あるいは、紙芝居のような画面モック、機能の実現可能性を調査するためのプロトタイプ作成、ビルド環境やテスト環境構築のような「WF型開発で管理しきれない内部プロセス」も、当初の計画で正確に予測するのは難しい。
WF型開発に固執していると、WF型開発で監視しれきない作業やプロセスが漏れてしまい、そこからリスクが顕在化してくる。
このようなWF型開発で管理しきれない作業や内部プロセスをチケット駆動で管理したい時、アダプタブルWFという補完型チケット駆動で対応する場合が多い。
ハイブリッドアジャイル開発・変形WF型開発のプロセスパターン: プログラマの思索
【3-2】そんな問題に対し、先日の品川Redmine勉強会で、日経BP編集者の中山さんの講演で「今、ツール革命が起きている」という発言を聞いた。
95年頃はITで追いかけるべき対象は米国にあったが、現代は日本のWeb企業やSNSやゲームなどのネット企業だ。
彼らはツールによる技術革新の成果を利用して、開発プロセスがかなり進化している。
それに比べて、エンタープライズ系のSI、特にユーザ企業がすごく遅れている、と。
まさにそうだと思う。
【公開】第6回品川Redmine勉強会発表資料「開発基盤としてのRedmine~Redmineをカスタマイズするポイント」 #47redmine: プログラマの思索
SIやユーザ企業は、日本の製造業の成功体験が強すぎて、プロセスの標準化に注力しがち。

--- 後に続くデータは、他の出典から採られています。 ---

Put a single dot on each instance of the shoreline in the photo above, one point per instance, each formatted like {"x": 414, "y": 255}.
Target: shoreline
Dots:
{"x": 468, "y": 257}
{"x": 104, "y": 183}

だが、頑張って標準化した技術やプロセスは、外部環境の変化に追いつけず、すぐに陳腐化してしまい、役立たなくなる。
標準化した技術やプロセスに外部環境の変化を取り入れて、標準化を守ろうとすると、そのコストがあまりにも大きすぎ、大量の無駄なドキュメントを作るだけになってしまう。
CMMIやISOに追随する企業は特にそうだろう。
それに対し、最近はツール革命を利用して、プログラマ主体の軽量な開発プロセスが主流になりつつある。
チケット駆動開発、Infrastructure as Code、継続的デリバリー、Social Codingなどのキーワードがそうだ。
いずれも、開発プロセスの自動化ないしコミュニケーションの活性化に注力しており、それによって、新たな効果が生まれている。
今もなお、ツール革命でどこまで可能なのか、試行している最中だと言える。
ただし、PMの観点のツールの機能はまだ弱いと思う。
プロジェクトマネージャになれば、利益を確保できるプロマネが良いプロマネなので、EVM、原価管理、要員管理がとても重要な作業になる。
しかし、それらの作業がまだExcelベースで、過去の経験則で判断している場合が多い。
EVM、原価管理、要員管理についても、PMBOKで既に理論として仕様は提示されているのだから、ツールでIT化できるはずと思っている。
【4】「導入したERPが陳腐化しやすい」という問題
【4-1】最近思うのは、ERPという名の業務システムは5年経つと必ずリプレース作業が発生する。
その理由は様々だ。
パッケージ製品の保守サポート切れ。
サーバーの保守期限切れ。
ミドルウェアのVerUp対応、セキュリティパッチ対応など。
最近はもっと速くなり、せっかく導入したシステムを3年くらいでリプレースする場合がある。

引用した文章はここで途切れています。